Inside the Taylor plant: production, partnerships and new operating models
The meeting follows a string of wafer deals between the two companies. Samsung already manufactures Tesla’s AI4 chips, picked up AI5 for current models, and in July secured the contract to produce Tesla’s next-generation AI6 chips. At Taylor, the leaders walked production lines, discussed yield targets and explored tighter operational ties to speed up development cycles.
One notable request from Musk was for Tesla to have a dedicated workspace inside Samsung’s Taylor foundry so Tesla engineers can monitor production directly. That kind of embedded presence is part of a broader experiment at Samsung Foundry: a client-involved manufacturing model where customers participate across chip design, plant construction, line configuration and packaging. The idea is to reduce feedback loops, improve yields and attract more high-profile foundry customers.

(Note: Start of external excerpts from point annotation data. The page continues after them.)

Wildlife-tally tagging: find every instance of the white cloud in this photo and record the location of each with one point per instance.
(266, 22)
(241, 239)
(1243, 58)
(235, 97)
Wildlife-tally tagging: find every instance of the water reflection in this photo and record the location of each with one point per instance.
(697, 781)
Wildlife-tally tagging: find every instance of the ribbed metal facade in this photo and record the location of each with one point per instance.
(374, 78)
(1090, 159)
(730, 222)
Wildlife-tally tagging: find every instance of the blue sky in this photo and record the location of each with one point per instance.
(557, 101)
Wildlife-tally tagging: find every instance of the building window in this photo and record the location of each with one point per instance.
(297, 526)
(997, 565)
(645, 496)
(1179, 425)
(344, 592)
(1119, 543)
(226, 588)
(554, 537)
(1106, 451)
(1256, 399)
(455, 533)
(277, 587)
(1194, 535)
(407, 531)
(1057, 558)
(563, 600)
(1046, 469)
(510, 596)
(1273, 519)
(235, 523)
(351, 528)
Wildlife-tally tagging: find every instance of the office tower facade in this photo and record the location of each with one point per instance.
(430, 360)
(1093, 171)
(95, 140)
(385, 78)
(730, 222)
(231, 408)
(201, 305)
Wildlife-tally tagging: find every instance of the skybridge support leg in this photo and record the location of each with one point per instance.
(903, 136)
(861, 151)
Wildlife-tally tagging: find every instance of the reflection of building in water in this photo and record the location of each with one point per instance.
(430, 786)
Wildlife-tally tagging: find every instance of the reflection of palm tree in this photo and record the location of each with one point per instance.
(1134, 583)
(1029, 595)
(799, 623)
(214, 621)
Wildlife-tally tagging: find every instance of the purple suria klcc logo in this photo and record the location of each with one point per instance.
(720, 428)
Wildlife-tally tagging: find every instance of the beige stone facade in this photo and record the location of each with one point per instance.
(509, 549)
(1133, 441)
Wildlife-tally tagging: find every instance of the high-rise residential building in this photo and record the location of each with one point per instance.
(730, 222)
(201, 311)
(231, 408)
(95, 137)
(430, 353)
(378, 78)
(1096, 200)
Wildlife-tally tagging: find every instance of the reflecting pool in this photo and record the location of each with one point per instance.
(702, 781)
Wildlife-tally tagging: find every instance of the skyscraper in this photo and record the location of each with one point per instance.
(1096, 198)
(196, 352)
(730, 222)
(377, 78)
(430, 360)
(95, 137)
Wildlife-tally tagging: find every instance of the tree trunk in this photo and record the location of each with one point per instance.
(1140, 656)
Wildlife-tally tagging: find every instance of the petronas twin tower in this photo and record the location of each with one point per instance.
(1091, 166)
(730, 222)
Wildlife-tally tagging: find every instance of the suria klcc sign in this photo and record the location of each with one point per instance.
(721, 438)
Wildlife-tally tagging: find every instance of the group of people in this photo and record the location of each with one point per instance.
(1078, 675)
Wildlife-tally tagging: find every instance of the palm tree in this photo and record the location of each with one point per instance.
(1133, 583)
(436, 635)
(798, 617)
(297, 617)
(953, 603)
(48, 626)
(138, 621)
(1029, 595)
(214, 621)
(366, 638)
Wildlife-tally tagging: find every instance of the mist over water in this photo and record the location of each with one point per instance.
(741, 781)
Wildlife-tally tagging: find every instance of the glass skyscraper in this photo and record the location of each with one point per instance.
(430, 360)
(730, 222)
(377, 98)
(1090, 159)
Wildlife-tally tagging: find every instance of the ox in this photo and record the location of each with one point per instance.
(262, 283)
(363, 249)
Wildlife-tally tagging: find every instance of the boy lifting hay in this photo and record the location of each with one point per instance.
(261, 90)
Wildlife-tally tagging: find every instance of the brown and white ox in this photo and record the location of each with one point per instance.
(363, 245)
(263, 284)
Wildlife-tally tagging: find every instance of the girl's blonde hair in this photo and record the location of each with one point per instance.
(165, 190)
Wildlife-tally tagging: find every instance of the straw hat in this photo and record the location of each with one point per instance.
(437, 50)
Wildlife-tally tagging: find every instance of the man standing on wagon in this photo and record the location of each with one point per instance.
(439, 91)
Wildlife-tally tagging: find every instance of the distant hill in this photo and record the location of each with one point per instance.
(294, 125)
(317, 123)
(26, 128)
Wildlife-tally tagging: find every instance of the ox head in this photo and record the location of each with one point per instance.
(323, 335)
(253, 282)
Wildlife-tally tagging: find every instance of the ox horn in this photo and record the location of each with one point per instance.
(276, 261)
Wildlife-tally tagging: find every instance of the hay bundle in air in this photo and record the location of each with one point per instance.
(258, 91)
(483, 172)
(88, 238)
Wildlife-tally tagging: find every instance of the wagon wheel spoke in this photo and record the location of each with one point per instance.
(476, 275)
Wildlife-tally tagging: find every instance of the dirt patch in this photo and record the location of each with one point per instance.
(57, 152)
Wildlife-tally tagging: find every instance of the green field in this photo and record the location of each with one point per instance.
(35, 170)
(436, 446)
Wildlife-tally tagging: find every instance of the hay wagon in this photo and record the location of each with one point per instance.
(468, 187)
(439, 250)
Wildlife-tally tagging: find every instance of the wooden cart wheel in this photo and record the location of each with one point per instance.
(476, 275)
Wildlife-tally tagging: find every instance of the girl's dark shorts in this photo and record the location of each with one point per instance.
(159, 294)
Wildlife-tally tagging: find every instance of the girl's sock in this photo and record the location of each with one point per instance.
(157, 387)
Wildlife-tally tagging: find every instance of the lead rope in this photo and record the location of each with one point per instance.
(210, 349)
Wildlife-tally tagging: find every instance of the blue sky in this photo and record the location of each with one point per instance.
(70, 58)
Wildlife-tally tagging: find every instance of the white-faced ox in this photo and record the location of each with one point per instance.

For Samsung, the Tesla partnership is more than a single revenue stream. Demonstrating a seamless, end-to-end foundry service—where clients co-design and co-manage manufacturing—could make Samsung Foundry more competitive against rivals. Faster iteration between design and fab also matters as automakers push complex AI-enabled silicon into EV architectures.
Beyond Tesla-specific work, Samsung is also trying to pull in other major clients by licensing advanced thermal tech from its Exynos line. The Exynos 2600's Heat Path Block (HPB) tech, designed to lower chip temperatures and improve efficiency, is being offered to other firms—an attractive proposition for companies like Apple and Qualcomm that prioritize performance-per-watt in mobile and compute chips.
In short, the Taylor visit underlines two trends: carmakers demanding closer, more collaborative relationships with chipmakers, and Samsung expanding its foundry pitch to include co-development and thermal innovations. As EVs rely more on custom AI silicon, those kinds of ties could determine which suppliers win long-term vehicle contracts.